1. A method for clustering logs, the method comprising:

acquiring first log data, wherein the first log data comprises a link tracking code TID and a log description;

classifying the first log data based on the TID to obtain log data of a plurality of TID categories;

and clustering text information corresponding to the log description in the log data of the TID categories according to a K-means clustering algorithm and an editing distance algorithm to obtain a clustering result of the first log data.

2. The method of claim 1, wherein obtaining first log data comprises:

acquiring second log data;

and removing the semi-structured data or the log data with missing content in the second log data to obtain the first log data.

3. The method of claim 1 or 2, wherein after said obtaining the first log data, the method further comprises:

cleaning the first log data by using a regular expression;

and determining the TID and the log description in the first log data according to the cleaned first log data.

4. The method of claim 1, wherein the clustering the text information corresponding to the log description in the log data of the plurality of TID categories according to a K-means clustering algorithm and an edit distance algorithm to obtain a clustering result of the first log data comprises:

vectorizing the TIDs and the log description in the log data of the TID categories respectively to obtain a plurality of characteristic dimensions;

selecting log descriptions in the first log data corresponding to the characteristic dimensions, and performing word frequency-inverse file frequency TF-IDF numeralization on text information corresponding to the log descriptions in the log data of the TID categories to obtain a plurality of high-dimensional vectors;

performing dimensionality reduction on the high-dimensionality vector according to Principal Component Analysis (PCA) to obtain a low-dimensionality vector;

and clustering the low-dimensional vectors according to a K-means clustering algorithm and an editing distance algorithm to obtain a clustering result of the first log data.

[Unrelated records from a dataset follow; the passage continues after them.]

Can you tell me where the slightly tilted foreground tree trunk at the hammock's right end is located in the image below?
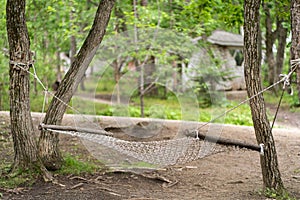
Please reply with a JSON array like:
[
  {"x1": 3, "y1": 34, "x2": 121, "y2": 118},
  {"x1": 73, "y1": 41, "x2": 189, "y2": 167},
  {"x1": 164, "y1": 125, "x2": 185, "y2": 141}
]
[{"x1": 244, "y1": 0, "x2": 283, "y2": 192}]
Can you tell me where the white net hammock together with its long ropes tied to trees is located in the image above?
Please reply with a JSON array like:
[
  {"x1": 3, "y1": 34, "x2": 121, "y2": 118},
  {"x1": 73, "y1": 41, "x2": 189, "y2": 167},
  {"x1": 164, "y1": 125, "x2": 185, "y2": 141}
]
[{"x1": 10, "y1": 60, "x2": 300, "y2": 165}]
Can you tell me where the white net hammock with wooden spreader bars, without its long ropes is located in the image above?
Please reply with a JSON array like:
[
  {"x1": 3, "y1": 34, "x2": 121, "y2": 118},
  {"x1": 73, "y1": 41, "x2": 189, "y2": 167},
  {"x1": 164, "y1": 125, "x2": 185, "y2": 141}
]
[{"x1": 40, "y1": 124, "x2": 262, "y2": 166}]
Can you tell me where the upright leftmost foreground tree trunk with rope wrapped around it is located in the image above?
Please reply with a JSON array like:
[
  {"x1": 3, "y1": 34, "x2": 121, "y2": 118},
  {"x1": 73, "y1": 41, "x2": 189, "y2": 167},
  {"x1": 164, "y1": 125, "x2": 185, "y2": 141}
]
[{"x1": 6, "y1": 0, "x2": 39, "y2": 172}]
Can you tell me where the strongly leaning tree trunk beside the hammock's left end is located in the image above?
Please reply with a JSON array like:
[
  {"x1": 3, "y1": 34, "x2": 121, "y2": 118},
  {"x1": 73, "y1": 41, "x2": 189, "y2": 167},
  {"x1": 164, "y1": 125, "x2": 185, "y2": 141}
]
[{"x1": 39, "y1": 0, "x2": 115, "y2": 170}]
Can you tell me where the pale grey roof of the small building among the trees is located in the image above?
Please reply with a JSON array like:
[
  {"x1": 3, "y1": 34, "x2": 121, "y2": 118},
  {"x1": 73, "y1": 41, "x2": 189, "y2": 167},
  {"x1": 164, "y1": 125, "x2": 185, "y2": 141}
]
[{"x1": 207, "y1": 30, "x2": 244, "y2": 47}]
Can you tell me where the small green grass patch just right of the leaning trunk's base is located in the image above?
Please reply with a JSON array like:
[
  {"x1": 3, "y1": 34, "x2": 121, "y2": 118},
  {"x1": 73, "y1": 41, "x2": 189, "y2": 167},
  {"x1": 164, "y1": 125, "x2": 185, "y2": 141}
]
[{"x1": 58, "y1": 154, "x2": 101, "y2": 175}]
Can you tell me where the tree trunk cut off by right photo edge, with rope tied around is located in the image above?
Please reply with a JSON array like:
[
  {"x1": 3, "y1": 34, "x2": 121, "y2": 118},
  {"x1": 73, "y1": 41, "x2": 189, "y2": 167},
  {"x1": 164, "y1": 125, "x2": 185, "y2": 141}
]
[{"x1": 291, "y1": 0, "x2": 300, "y2": 101}]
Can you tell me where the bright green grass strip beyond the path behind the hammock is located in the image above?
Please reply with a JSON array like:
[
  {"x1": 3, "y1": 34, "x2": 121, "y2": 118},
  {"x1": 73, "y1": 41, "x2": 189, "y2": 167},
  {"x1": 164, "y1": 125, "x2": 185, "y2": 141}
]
[{"x1": 72, "y1": 98, "x2": 253, "y2": 126}]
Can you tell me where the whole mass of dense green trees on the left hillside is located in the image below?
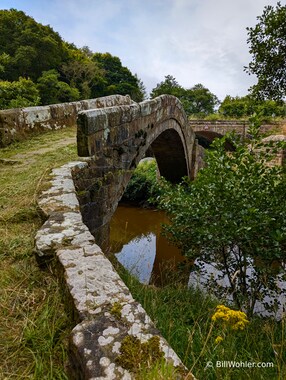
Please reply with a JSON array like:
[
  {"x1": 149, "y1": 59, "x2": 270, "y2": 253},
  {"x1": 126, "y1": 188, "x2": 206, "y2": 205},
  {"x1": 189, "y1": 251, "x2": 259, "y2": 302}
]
[{"x1": 0, "y1": 9, "x2": 145, "y2": 108}]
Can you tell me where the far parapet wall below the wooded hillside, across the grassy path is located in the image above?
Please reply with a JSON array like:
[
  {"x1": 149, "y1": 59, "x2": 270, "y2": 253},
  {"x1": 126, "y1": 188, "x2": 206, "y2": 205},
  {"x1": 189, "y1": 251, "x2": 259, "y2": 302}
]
[{"x1": 0, "y1": 95, "x2": 133, "y2": 148}]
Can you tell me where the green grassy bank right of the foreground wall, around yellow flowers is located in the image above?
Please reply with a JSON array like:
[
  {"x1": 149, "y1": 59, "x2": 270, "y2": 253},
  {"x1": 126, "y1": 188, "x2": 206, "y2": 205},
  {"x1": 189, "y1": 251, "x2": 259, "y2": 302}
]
[{"x1": 118, "y1": 268, "x2": 286, "y2": 380}]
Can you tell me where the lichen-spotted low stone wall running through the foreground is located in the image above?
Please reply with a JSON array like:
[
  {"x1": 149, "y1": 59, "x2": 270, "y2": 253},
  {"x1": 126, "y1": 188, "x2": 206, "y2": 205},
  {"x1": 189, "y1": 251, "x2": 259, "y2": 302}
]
[{"x1": 35, "y1": 162, "x2": 193, "y2": 380}]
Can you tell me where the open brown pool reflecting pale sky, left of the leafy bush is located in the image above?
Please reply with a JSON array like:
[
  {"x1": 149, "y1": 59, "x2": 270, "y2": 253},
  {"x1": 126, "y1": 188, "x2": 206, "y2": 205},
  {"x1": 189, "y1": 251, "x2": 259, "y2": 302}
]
[{"x1": 110, "y1": 205, "x2": 184, "y2": 284}]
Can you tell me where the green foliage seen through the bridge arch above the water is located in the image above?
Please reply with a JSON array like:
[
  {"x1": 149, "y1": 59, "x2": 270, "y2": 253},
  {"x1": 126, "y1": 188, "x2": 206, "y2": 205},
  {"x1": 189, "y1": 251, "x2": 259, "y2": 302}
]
[{"x1": 123, "y1": 160, "x2": 157, "y2": 202}]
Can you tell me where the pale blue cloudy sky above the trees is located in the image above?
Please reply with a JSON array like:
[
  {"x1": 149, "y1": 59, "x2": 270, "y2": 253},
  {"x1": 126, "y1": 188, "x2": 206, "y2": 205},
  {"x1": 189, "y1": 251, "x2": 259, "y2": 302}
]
[{"x1": 0, "y1": 0, "x2": 284, "y2": 101}]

5. The method of claim 1 or 4, further comprising:

and evaluating the clustering result according to a clustering algorithm evaluation index to obtain an evaluation result, wherein the clustering algorithm evaluation index comprises an outline coefficient, a Calinski-Harabasz index and a Theisenbergin index.

6. The method of claim 1, wherein the first log data further comprises:

application system name, project name, host address, and log content.

7. An apparatus for clustering logs, the apparatus comprising:

the acquisition module is used for acquiring first log data, and the first log data comprises a link tracking code TID and a log description;

the classification module is used for classifying the first log data based on the TID to obtain log data of a plurality of TID categories;

and the clustering module is used for clustering the text information corresponding to the log description in the log data of the TID categories according to a K-means clustering algorithm and an editing distance algorithm to obtain a clustering result of the first log data.

8. The apparatus of claim 7, wherein the clustering module is specifically configured to:

9. The apparatus of claim 7, further comprising:

and the evaluation module is used for evaluating the clustering result according to a clustering algorithm evaluation index to obtain an evaluation result, wherein the clustering algorithm evaluation index comprises an outline coefficient, a Calinski-Harabasz index and a Thewessonberg index.

10. An apparatus for clustering logs, the apparatus comprising: a processor and a memory storing computer program instructions;

the processor, when executing the computer instructions, implements a method of clustering logs according to any one of claims 1 to 6.

11. A computer-readable storage medium, having stored thereon computer program instructions, which, when executed by a processor, implement a method of clustering logs according to any one of claims 1 to 6.